Câmbios Reservas da China em moeda estrangeira caem mais que o esperado

Reservas da China em moeda estrangeira caem mais que o esperado

As reservas da China em moeda estrangeira caíram em Dezembro, com as autoridades do país a tentarem estabilizar o yuan, num momento em que o país está determinado em garantir a desvalorização da sua divisa, face ao abrandamento da economia.
Reservas da China em moeda estrangeira caem mais que o esperado
Reuters
Patrícia Abreu 07 de janeiro de 2016 às 11:16

As reservas da China em moeda estrangeira caíram mais do que esperado em Dezembro, com as autoridades do país empenhadas em sustentar a desvalorização do yuan, depois de já terem baixado a taxa de referência da divisa esta semana.


As reservas em moeda estrangeira baixaram, em Dezembro, 108 mil milhões de dólares para 3,33 biliões, segundo os números divulgados pelo banco central chinês esta quinta-feira.

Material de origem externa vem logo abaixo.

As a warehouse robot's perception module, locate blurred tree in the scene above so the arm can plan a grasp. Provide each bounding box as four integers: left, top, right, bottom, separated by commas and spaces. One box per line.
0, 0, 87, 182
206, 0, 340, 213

A quebra superou largamente as estimativas dos economistas consultados pela Bloomberg, que antecipavam uma descida para 3,42 biliões de dólares.


No acumulado do ano a tendência foi igualmente negativa, com as reservas a caírem mais de 500 mil milhões de dólares, num momento em que a China está focada em desvalorizar a sua divisa, perante as recentes preocupações em torno da economia.


Num momento em que o país atravessa um crescimento económico mais lento e é confrontado com quedas acentuadas nos mercados accionistas, as autoridades têm recorrido à venda de moeda estrangeira que detêm em carteira para tentar reduzir a volatilidade do yuan.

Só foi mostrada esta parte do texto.